With the HTTP client the post data must not have the \n
but rather a metric per line.
Good POST data
POST_DATA="test.bucky.alive:1|g
test.bucky.does_multi_metric_packets:1|c"
This example below would be submited to statsd, but it would NOT make it into statsd, meaning to would not be forwarded on to graphite, et al.
BAD POST data \n
BAD_POST_DATA="test.bucky.alive:1|g\ntest.bucky.does_multi_metric_packets:1|c"
We can confirm that BuckyServer receives the POST
with the multi-metric packet
and that statsd receives all the metrics with tcpdump.
On the BuckyServer start tcpdump
STATSD_PORT=8125
BUCKYSERVERPORT="your.buckyserver.port"
tcpdump -i any port $STATSD_PORT -A > /tmp/tcpdump.$STATSD_PORT.log &
tcpdump -i any port $BUCKYSERVERPORT -A > /tmp/tcpdump.$BUCKYSERVERPORT.log &
With an HTTP client like wget (or curl) to make it "non blocking" do not forget timeouts (no curl timeout was added in example)
BUCKYSERVER="your.buckyserver.ipaddress"
BUCKYSERVERPORT="your.buckyserver.port"
POST_DATA="test.bucky.alive:1|g
test.bucky.does_multi_metric_packets:1|c"
wget --tries=1 --timeout=1 --dns-timeout=1 --post-data="$POST_DATA" --header="Content-Type: text/plain" http://$BUCKYSERVER:$BUCKYSERVERPORT/bucky/v1/send
# or with curl
# curl -X POST -H "Content-Type: text/plain" -d "$POST_DATA" http://$BUCKYSERVER:$BUCKYSERVERPORT/bucky/v1/send
On the BuckyServer kill
tcpdump
kill `pidof tcpdump`
We can see that BuckyServer got the POST
and statsd got all the multi-packet metrics
(albiet via more udp connections), but you can now reliably forward statsd metrics longhaul via TCP.
cat /tmp/tcpdump.$BUCKYSERVERPORT.log | grep POST
cat /tmp/tcpdump.$STATSD_PORT.log | grep "bucky"
[me@here ~] kill `pidof tcpdump`
11 packets captured
13 packets received by filter
0 packets dropped by kernel
[me@here ~] 144 packets captured
146 packets received by filter
0 packets dropped by kernel
[1]- Done tcpdump -i any port 8125 -A > /tmp/tcpdump.8125.log
[2]+ Done tcpdump -i any port 8080 -A > /tmp/tcpdump.8080.log
[me@here ~] cat /tmp/tcpdump.8080.log | grep POST
..e.x..POST /bucky/v1/send HTTP/1.0
Access-Control-Allow-Methods: POST
[me@here ~]
[me@here ~] cat /tmp/tcpdump.8125.log | grep "bucky"
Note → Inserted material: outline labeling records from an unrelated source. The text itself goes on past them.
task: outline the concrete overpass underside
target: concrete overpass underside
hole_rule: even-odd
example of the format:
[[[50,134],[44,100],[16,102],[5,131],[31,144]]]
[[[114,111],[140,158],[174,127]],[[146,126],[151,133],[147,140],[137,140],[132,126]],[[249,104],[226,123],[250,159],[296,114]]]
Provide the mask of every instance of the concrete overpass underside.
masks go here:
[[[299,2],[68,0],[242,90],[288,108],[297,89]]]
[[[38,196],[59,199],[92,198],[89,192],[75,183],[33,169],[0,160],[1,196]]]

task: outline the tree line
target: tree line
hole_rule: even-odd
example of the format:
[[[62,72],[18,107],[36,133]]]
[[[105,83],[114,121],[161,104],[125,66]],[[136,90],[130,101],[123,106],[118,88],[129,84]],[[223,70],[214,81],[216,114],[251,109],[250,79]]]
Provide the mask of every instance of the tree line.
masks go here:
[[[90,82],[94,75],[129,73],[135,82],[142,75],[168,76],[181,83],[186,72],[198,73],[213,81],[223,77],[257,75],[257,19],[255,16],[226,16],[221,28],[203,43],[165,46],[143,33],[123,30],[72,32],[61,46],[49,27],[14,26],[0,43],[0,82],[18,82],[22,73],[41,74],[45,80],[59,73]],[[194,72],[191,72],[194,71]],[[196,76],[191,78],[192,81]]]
E.....@.@.<h.............o..test.bucky.alive:1|g
test.bucky.does_multi_metric_packets:1|c
[me@here ~]
The correct metrics and values are relayed to graphite and our valuable metrics have TCP transport
go BuckyServer you are my new favorite tool - reliable tcp transport for statds metrics - thanks guys!
etsy's tcp server type is not quite there yet, but BuckyServer sure is and the best thing is we can now test whether our valuable metrics were shipped longhual rather than fired and forgotten :) Because we can test the exit code AND and another really sweet thing is, if for some reason BuckyServer failed, we can just failover to nc'ing direct udp to statsd. Makes me smile. Nice way to end the week.
We currently push a lot of things to statds with multi-metric packets
I have confirmed with tcpdump that multi-metric submissions are not making it through to statsd but single metrics are. Is there any formatting or way to get multi-metric submission through the BuckyServer app and forwarded on to statds?